I wrote for Politico today about Nancy Pelosi’s case against the tax bill. There are legitimate criticisms to make of the bill, just not this one:
Pelosi’s seemingly damning factoids come from the year 2027, an odd date to focus on, since it’s not when the bill goes into effect, but when part of it lapses. In 10 years, many of the tax cuts on the individual side expire. This means that the middle-class tax cuts go away, which Pelosi portrays as a Republican plot to loot the middle class.
It’s a very strange argument against passing a bill to say horrible things will happen once the legislation no longer fully applies. This is more logically a case for extending the bill than for blocking it. Indeed, it is almost certain that the middle-class provisions would eventually be preserved. (This is one reason Republicans were willing to let the individual tax cuts sunset and not the corporate tax cuts.)
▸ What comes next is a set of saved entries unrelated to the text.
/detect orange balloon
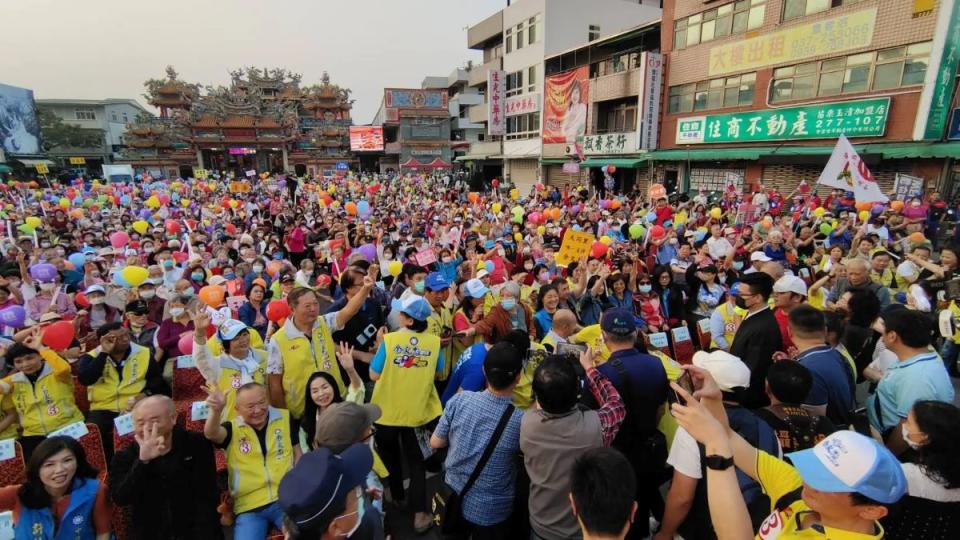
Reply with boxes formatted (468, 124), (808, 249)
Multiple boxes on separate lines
(855, 201), (872, 212)
(610, 199), (622, 210)
(890, 201), (905, 212)
(468, 192), (480, 204)
(267, 260), (283, 277)
(198, 285), (225, 308)
(345, 202), (357, 215)
(908, 232), (927, 243)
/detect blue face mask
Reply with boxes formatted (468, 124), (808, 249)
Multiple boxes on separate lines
(638, 284), (652, 294)
(162, 260), (174, 269)
(224, 272), (236, 280)
(733, 261), (745, 271)
(181, 288), (194, 298)
(191, 272), (204, 282)
(414, 281), (425, 294)
(500, 298), (517, 311)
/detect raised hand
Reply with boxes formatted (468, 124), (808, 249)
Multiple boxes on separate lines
(202, 383), (227, 413)
(193, 309), (211, 336)
(336, 342), (355, 371)
(23, 326), (43, 350)
(136, 420), (167, 463)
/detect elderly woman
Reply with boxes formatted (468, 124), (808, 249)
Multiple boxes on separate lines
(192, 312), (267, 421)
(470, 281), (536, 342)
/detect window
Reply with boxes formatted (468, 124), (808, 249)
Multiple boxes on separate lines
(589, 24), (601, 41)
(668, 72), (755, 113)
(528, 15), (541, 45)
(782, 0), (861, 22)
(673, 0), (766, 50)
(122, 113), (128, 122)
(111, 113), (118, 122)
(528, 66), (537, 93)
(592, 52), (641, 78)
(770, 42), (931, 102)
(506, 28), (513, 54)
(597, 98), (638, 133)
(506, 70), (524, 97)
(516, 24), (525, 50)
(75, 108), (96, 121)
(506, 112), (541, 140)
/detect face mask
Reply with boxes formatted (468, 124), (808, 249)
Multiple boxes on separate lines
(735, 296), (748, 310)
(55, 249), (66, 257)
(225, 272), (236, 280)
(162, 260), (174, 269)
(733, 261), (744, 271)
(638, 284), (652, 294)
(383, 252), (393, 260)
(148, 278), (163, 285)
(524, 263), (534, 271)
(191, 272), (205, 282)
(441, 256), (452, 263)
(334, 489), (365, 538)
(89, 297), (105, 305)
(498, 248), (505, 256)
(252, 265), (264, 274)
(40, 242), (51, 249)
(414, 281), (425, 294)
(144, 247), (154, 254)
(901, 424), (922, 450)
(180, 289), (194, 298)
(500, 298), (517, 311)
(911, 201), (921, 208)
(244, 258), (256, 264)
(140, 290), (156, 299)
(169, 307), (185, 317)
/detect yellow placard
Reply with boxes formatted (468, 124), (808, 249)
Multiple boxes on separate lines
(708, 8), (877, 76)
(555, 230), (596, 267)
(193, 168), (208, 179)
(34, 164), (49, 174)
(68, 157), (85, 165)
(229, 181), (250, 193)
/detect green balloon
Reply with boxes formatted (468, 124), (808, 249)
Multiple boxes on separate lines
(629, 223), (645, 239)
(819, 223), (833, 236)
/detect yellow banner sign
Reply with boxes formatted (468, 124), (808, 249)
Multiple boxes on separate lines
(229, 181), (250, 193)
(34, 164), (49, 174)
(708, 7), (877, 76)
(193, 168), (208, 179)
(68, 157), (85, 165)
(555, 230), (596, 267)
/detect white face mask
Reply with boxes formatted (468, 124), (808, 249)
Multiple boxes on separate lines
(39, 283), (56, 292)
(169, 307), (185, 317)
(89, 297), (105, 305)
(901, 424), (923, 450)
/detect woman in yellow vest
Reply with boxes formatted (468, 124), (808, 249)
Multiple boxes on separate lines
(708, 287), (746, 350)
(193, 312), (268, 421)
(0, 328), (84, 458)
(267, 282), (372, 425)
(203, 382), (297, 539)
(369, 295), (443, 533)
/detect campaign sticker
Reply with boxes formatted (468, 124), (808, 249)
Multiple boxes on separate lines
(0, 439), (14, 462)
(176, 355), (196, 369)
(49, 421), (89, 440)
(113, 413), (135, 436)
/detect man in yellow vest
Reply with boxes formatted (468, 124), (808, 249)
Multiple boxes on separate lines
(267, 281), (373, 427)
(423, 272), (454, 382)
(78, 321), (161, 459)
(203, 382), (298, 540)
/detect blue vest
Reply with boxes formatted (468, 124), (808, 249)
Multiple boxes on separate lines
(15, 478), (99, 540)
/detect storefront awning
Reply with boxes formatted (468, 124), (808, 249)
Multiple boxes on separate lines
(455, 154), (489, 162)
(539, 158), (570, 165)
(860, 141), (960, 159)
(649, 141), (960, 161)
(15, 158), (56, 167)
(579, 157), (648, 168)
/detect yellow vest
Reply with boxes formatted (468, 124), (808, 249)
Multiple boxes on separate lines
(5, 350), (83, 436)
(512, 342), (547, 409)
(207, 328), (264, 357)
(272, 318), (345, 419)
(87, 344), (151, 413)
(427, 304), (454, 381)
(571, 325), (611, 362)
(870, 268), (895, 289)
(950, 302), (960, 345)
(710, 303), (746, 349)
(371, 331), (441, 427)
(225, 407), (294, 514)
(217, 350), (268, 421)
(0, 393), (18, 439)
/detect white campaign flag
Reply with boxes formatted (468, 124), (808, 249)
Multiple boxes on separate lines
(817, 135), (888, 202)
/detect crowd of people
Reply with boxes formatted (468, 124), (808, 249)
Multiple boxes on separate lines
(0, 168), (954, 540)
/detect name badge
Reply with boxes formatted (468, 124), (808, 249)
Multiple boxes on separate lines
(649, 332), (669, 349)
(0, 511), (13, 540)
(49, 421), (89, 440)
(176, 355), (195, 369)
(0, 439), (14, 462)
(114, 413), (135, 436)
(672, 326), (691, 342)
(191, 401), (209, 421)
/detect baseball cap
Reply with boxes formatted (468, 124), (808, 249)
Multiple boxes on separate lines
(398, 295), (431, 322)
(278, 444), (373, 529)
(750, 252), (772, 262)
(692, 350), (750, 392)
(476, 269), (490, 279)
(125, 300), (148, 315)
(208, 275), (228, 287)
(424, 272), (450, 291)
(315, 402), (381, 449)
(464, 278), (489, 299)
(601, 308), (637, 337)
(38, 312), (62, 324)
(217, 319), (248, 341)
(279, 274), (295, 284)
(787, 430), (906, 504)
(84, 284), (106, 296)
(773, 275), (808, 297)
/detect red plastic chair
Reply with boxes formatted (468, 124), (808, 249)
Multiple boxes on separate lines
(172, 366), (206, 403)
(696, 318), (712, 351)
(671, 326), (695, 365)
(72, 377), (90, 415)
(0, 441), (25, 487)
(78, 423), (107, 473)
(647, 331), (673, 358)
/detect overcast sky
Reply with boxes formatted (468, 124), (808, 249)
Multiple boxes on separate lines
(0, 0), (506, 123)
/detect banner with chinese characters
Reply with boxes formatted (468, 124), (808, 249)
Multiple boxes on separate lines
(555, 229), (595, 267)
(675, 97), (890, 144)
(543, 66), (590, 144)
(505, 93), (540, 116)
(920, 0), (960, 139)
(488, 69), (505, 136)
(708, 8), (877, 76)
(578, 132), (637, 155)
(637, 52), (663, 150)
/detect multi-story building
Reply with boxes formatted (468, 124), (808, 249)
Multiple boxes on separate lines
(422, 68), (485, 163)
(461, 0), (662, 194)
(35, 98), (151, 173)
(653, 0), (960, 196)
(373, 88), (452, 173)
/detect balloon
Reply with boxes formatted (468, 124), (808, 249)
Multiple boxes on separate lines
(600, 236), (613, 246)
(113, 271), (131, 288)
(172, 251), (189, 264)
(819, 223), (833, 235)
(146, 196), (160, 209)
(358, 243), (377, 262)
(74, 291), (90, 309)
(590, 242), (608, 258)
(599, 200), (609, 210)
(388, 260), (403, 277)
(109, 231), (130, 249)
(609, 199), (621, 210)
(492, 179), (500, 189)
(510, 188), (519, 200)
(468, 192), (480, 204)
(650, 225), (666, 239)
(813, 207), (826, 218)
(25, 216), (41, 229)
(536, 226), (546, 235)
(871, 203), (884, 216)
(178, 333), (194, 356)
(59, 197), (70, 209)
(42, 321), (76, 350)
(709, 208), (722, 219)
(0, 306), (26, 328)
(267, 261), (283, 277)
(316, 274), (332, 288)
(484, 261), (494, 273)
(68, 252), (86, 270)
(514, 232), (523, 242)
(29, 264), (58, 283)
(132, 220), (149, 235)
(629, 223), (645, 239)
(528, 212), (542, 225)
(198, 285), (225, 308)
(645, 211), (657, 223)
(890, 201), (904, 212)
(266, 300), (291, 323)
(511, 205), (524, 215)
(165, 220), (181, 234)
(858, 210), (870, 222)
(908, 232), (927, 243)
(180, 199), (191, 207)
(345, 202), (357, 216)
(121, 266), (149, 287)
(607, 165), (617, 174)
(491, 202), (502, 213)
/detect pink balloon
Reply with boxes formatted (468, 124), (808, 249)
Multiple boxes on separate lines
(178, 333), (194, 355)
(109, 231), (130, 249)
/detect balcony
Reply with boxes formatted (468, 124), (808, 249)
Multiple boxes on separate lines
(467, 140), (503, 157)
(468, 11), (503, 50)
(590, 68), (642, 103)
(447, 69), (469, 87)
(453, 117), (484, 131)
(468, 57), (502, 87)
(468, 102), (488, 124)
(452, 92), (483, 107)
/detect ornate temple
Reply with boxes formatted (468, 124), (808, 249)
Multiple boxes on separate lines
(120, 66), (355, 178)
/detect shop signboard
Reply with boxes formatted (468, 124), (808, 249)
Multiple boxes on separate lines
(578, 132), (636, 155)
(349, 126), (384, 151)
(920, 0), (960, 140)
(948, 109), (960, 140)
(708, 8), (877, 76)
(637, 52), (663, 150)
(505, 93), (540, 116)
(488, 69), (506, 136)
(675, 97), (889, 144)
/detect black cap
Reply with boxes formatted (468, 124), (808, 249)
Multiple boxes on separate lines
(600, 308), (637, 336)
(125, 300), (148, 314)
(279, 444), (372, 529)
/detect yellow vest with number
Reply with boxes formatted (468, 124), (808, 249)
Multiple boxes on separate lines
(207, 328), (265, 357)
(7, 351), (83, 436)
(218, 351), (268, 421)
(88, 344), (151, 413)
(225, 407), (294, 514)
(371, 331), (441, 427)
(710, 303), (746, 349)
(272, 319), (344, 419)
(426, 305), (454, 381)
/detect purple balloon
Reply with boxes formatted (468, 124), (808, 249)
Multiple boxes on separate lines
(358, 243), (377, 262)
(29, 263), (58, 283)
(0, 305), (26, 327)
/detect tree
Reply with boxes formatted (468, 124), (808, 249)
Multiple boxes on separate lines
(37, 108), (104, 151)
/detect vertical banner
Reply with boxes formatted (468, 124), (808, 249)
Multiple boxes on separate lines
(488, 69), (506, 136)
(915, 0), (960, 140)
(637, 52), (663, 151)
(543, 66), (590, 144)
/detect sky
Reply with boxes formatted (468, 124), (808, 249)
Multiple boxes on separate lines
(0, 0), (507, 123)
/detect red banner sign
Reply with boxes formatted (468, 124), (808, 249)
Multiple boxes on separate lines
(543, 66), (589, 144)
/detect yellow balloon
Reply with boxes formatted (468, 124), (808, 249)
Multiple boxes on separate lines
(510, 188), (519, 200)
(537, 226), (545, 235)
(709, 208), (722, 219)
(491, 202), (502, 213)
(146, 196), (160, 209)
(180, 199), (191, 207)
(132, 220), (149, 235)
(25, 216), (41, 229)
(858, 210), (869, 221)
(327, 186), (336, 194)
(121, 265), (149, 288)
(813, 207), (826, 218)
(59, 198), (70, 209)
(514, 232), (523, 242)
(600, 236), (613, 246)
(388, 260), (403, 277)
(675, 211), (688, 226)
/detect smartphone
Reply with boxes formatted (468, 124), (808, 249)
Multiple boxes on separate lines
(669, 371), (695, 406)
(556, 342), (588, 357)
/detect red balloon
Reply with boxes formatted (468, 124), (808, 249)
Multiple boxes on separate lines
(42, 321), (76, 350)
(491, 179), (500, 189)
(172, 251), (189, 263)
(75, 291), (90, 308)
(165, 220), (181, 234)
(266, 300), (291, 323)
(650, 225), (666, 239)
(590, 241), (608, 258)
(225, 223), (237, 235)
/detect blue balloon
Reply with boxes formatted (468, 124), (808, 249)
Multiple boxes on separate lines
(112, 271), (131, 288)
(663, 220), (673, 229)
(0, 305), (26, 327)
(357, 200), (370, 215)
(646, 211), (657, 223)
(120, 195), (131, 205)
(695, 231), (707, 242)
(68, 253), (86, 270)
(572, 224), (582, 231)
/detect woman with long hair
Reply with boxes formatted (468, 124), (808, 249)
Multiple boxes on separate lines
(300, 343), (364, 451)
(0, 436), (110, 540)
(238, 283), (269, 339)
(651, 264), (687, 329)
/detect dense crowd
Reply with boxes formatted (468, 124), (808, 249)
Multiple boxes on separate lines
(0, 169), (954, 540)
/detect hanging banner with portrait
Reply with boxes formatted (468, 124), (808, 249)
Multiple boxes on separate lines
(542, 66), (589, 144)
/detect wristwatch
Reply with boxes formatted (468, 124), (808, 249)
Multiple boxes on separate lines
(704, 454), (734, 471)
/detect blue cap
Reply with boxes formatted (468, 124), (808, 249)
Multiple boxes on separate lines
(279, 444), (372, 528)
(601, 308), (637, 336)
(483, 239), (496, 250)
(787, 430), (906, 504)
(397, 295), (432, 322)
(424, 272), (450, 291)
(217, 319), (248, 341)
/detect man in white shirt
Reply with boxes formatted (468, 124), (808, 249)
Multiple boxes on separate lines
(706, 225), (734, 260)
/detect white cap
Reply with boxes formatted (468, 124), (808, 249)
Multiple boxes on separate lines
(208, 275), (228, 287)
(464, 278), (489, 299)
(692, 350), (751, 392)
(476, 269), (490, 279)
(773, 275), (808, 297)
(750, 251), (772, 262)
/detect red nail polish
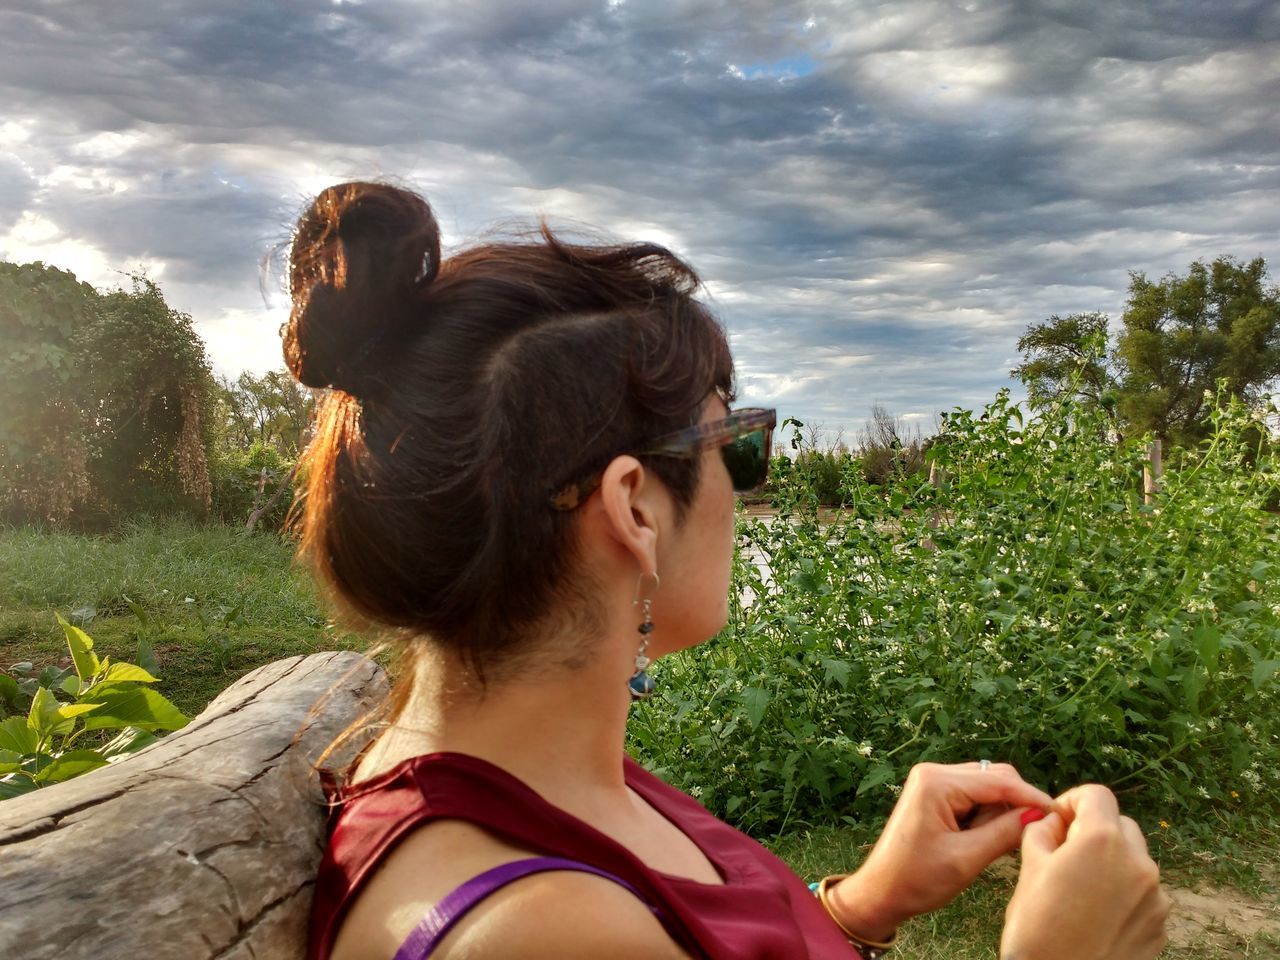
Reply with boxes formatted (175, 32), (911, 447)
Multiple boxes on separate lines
(1020, 808), (1046, 827)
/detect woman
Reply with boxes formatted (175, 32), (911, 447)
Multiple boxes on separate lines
(290, 182), (1169, 960)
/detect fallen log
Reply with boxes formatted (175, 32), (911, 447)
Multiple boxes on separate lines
(0, 651), (387, 960)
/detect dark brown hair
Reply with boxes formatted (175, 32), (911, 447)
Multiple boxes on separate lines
(285, 182), (734, 679)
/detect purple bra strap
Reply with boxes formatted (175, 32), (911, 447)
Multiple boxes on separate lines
(390, 856), (664, 960)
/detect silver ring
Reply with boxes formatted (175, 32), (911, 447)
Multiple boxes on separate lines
(978, 758), (991, 772)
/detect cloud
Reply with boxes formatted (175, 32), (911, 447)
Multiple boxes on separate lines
(0, 0), (1276, 438)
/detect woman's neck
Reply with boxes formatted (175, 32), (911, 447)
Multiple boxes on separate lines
(356, 639), (639, 809)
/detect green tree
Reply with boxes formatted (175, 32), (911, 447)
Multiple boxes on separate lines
(215, 370), (315, 457)
(76, 276), (216, 516)
(1013, 257), (1280, 450)
(0, 263), (216, 522)
(1116, 256), (1280, 448)
(0, 263), (99, 520)
(1012, 312), (1121, 436)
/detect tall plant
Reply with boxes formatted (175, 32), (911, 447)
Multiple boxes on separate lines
(630, 389), (1280, 834)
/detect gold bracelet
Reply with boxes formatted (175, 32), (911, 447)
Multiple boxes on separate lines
(814, 874), (899, 958)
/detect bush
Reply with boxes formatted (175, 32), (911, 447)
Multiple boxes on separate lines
(0, 615), (188, 798)
(209, 441), (297, 531)
(630, 390), (1280, 835)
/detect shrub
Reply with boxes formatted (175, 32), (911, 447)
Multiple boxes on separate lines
(630, 390), (1280, 835)
(209, 441), (297, 531)
(0, 615), (188, 798)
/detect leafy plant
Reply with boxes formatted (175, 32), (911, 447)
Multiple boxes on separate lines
(631, 387), (1280, 836)
(0, 614), (189, 798)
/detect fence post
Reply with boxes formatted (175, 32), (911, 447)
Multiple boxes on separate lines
(1143, 438), (1163, 506)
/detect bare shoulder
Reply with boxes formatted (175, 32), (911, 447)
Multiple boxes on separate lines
(330, 819), (690, 960)
(439, 868), (693, 960)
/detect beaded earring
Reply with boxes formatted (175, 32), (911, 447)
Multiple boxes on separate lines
(629, 573), (659, 700)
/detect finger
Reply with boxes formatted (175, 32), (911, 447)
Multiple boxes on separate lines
(1019, 810), (1067, 867)
(1053, 783), (1120, 828)
(954, 806), (1031, 866)
(966, 802), (1012, 830)
(1119, 816), (1151, 856)
(952, 768), (1056, 813)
If Pelosi were being more scrupulous, she’d say, “If 10 years from now, Democrats for some reason don’t agree with Republicans to extend the middle-class tax cut — then they will go away and it will be shame on us.”
What is, by the way, this looming middle-class wasteland in 2027? Pelosi is relying on the liberal Tax Policy Center for her figures. As that outfit puts it, “on average, in 2027 taxes would change little for lower- and middle-income groups.” Oh.